Andrew Wheeler, the new acting chief of the Environmental Protection Agency, gave an address to career employees at the agency’s headquarters on Wednesday, and he went out of his way to signal to his new underlings—and the rows of press filling the back of the room—that he won’t run the agency like his predecessor Scott Pruitt, who resigned last week after months of ethical scandals.
A number of outlets, including the New York Times and the Washington Post, for instance, ran with that theme for their headlines, quoting a part of Wheeler’s speech where he said, “When it comes to leadership, you can’t lead unless you listen.”
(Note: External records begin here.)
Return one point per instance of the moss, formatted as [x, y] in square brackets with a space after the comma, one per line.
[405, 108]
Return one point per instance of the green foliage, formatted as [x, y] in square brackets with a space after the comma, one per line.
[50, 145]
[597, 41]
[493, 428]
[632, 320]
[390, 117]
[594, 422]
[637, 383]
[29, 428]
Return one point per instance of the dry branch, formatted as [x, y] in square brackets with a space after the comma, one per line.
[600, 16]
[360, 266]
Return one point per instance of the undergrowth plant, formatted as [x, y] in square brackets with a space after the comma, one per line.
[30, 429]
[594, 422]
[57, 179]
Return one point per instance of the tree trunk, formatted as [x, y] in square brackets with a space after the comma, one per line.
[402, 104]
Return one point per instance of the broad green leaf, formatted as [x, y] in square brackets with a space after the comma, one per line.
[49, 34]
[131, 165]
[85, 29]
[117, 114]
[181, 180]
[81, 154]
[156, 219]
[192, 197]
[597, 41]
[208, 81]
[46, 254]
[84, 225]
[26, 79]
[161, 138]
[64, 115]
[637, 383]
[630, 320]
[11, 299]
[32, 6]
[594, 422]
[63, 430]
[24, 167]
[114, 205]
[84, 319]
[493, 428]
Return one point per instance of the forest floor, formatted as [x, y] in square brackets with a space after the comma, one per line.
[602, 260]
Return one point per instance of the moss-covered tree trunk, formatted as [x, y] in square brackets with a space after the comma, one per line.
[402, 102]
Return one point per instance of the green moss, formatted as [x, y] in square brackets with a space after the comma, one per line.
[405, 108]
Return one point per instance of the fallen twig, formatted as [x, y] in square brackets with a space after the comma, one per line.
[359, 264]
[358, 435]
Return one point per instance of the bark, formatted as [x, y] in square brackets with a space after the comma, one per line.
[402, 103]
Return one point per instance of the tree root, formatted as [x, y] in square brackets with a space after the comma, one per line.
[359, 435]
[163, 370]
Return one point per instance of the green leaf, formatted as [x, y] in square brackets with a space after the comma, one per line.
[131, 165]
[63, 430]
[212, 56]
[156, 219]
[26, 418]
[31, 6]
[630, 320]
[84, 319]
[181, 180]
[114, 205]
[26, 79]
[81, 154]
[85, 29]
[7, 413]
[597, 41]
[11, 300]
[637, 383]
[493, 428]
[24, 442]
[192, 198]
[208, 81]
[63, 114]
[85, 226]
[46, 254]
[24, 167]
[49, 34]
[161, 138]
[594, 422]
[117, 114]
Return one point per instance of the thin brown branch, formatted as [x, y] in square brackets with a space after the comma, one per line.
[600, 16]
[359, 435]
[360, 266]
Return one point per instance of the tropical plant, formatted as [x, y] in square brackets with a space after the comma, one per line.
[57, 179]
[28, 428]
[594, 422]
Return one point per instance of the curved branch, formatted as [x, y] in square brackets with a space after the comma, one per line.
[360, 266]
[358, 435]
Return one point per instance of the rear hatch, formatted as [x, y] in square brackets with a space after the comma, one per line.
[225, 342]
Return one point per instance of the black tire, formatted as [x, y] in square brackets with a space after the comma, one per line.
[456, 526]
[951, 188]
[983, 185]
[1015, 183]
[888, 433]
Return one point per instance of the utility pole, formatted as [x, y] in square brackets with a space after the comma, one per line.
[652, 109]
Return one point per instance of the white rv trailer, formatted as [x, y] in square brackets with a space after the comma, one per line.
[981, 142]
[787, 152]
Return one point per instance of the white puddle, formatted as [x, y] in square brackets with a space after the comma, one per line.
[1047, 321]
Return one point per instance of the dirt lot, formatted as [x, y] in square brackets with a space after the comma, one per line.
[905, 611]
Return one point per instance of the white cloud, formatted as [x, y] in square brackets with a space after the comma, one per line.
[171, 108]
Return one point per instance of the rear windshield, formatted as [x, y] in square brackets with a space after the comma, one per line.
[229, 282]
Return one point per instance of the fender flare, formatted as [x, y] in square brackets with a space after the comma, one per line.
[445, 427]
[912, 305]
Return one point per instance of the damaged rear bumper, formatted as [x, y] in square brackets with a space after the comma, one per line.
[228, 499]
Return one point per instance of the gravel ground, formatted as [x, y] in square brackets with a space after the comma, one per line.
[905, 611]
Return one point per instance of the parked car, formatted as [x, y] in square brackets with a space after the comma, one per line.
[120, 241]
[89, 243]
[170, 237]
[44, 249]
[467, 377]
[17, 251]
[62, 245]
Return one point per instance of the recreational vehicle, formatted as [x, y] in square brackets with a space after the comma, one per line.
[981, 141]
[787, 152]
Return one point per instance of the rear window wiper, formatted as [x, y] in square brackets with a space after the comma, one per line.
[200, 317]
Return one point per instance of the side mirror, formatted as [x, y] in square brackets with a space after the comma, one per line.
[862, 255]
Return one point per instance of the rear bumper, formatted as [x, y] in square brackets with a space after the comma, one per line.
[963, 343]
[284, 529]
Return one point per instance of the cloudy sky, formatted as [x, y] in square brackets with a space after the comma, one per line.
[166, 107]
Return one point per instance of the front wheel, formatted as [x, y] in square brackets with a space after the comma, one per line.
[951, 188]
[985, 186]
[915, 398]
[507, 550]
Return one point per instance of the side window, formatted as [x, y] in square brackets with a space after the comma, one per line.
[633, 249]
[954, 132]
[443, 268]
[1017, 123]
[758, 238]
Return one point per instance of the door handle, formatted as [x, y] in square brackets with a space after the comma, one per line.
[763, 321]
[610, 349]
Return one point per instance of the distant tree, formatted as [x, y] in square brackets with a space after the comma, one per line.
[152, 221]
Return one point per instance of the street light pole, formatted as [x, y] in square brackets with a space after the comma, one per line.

Here’s the New York Times story, which had the headline, “‘You Can’t Lead Unless You Listen,’ New E.P.A. Chief Says, Signaling Break From Pruitt”:
And on Wednesday, in remarks to agency employees, Mr. Wheeler—who spent four years himself as an E.P.A. staff member in the 1990s — told them he wants their advice. That is a stark difference from Mr. Pruitt, who was known to be deeply suspicious of the agency’s career staff.
“When it comes to leadership, you can’t lead unless you listen,” Mr. Wheeler told a room of about 200 employees on Wednesday.
Wheeler seemed to be a fan of the story, since he tweeted it out.
But there’s one problem. Wheeler was borrowing one of Pruitt’s favorite lines. In a similar address Pruitt gave agency staffers on his first full day at the EPA in February 2017, he promised, “I seek to listen, learn, and lead with you to address the issues we face as a nation. You can’t lead unless you listen.”
And we all know how that promise turned out.
As one EPA staffer observed to me, Wheeler had a better “read of his audience” than Pruitt did when he gave the same address. Wheeler’s speech emphasized the early years of his career when he worked at the agency and, without any direct reference to his predecessor’s controversies, he stressed several priorities that were famously weak areas of Pruitt’s—namely that Wheeler didn’t see the EPA workforce as his enemy.
While Wheeler made a pledge to EPA staffers “to defend your work, and I will seek the facts from you before drawing conclusions,” he outlined policy priorities that would be a continuation of Pruitt’s work, not a break. Before joining the EPA, Wheeler worked as an energy lobbyist for the coal company Murray Energy and spent more than a decade working for Pruitt’s climate-change-denying mentor, Sen. James Inhofe (R-Okla.). In a show of support, Inhofe attended Wheeler’s speech Wednesday.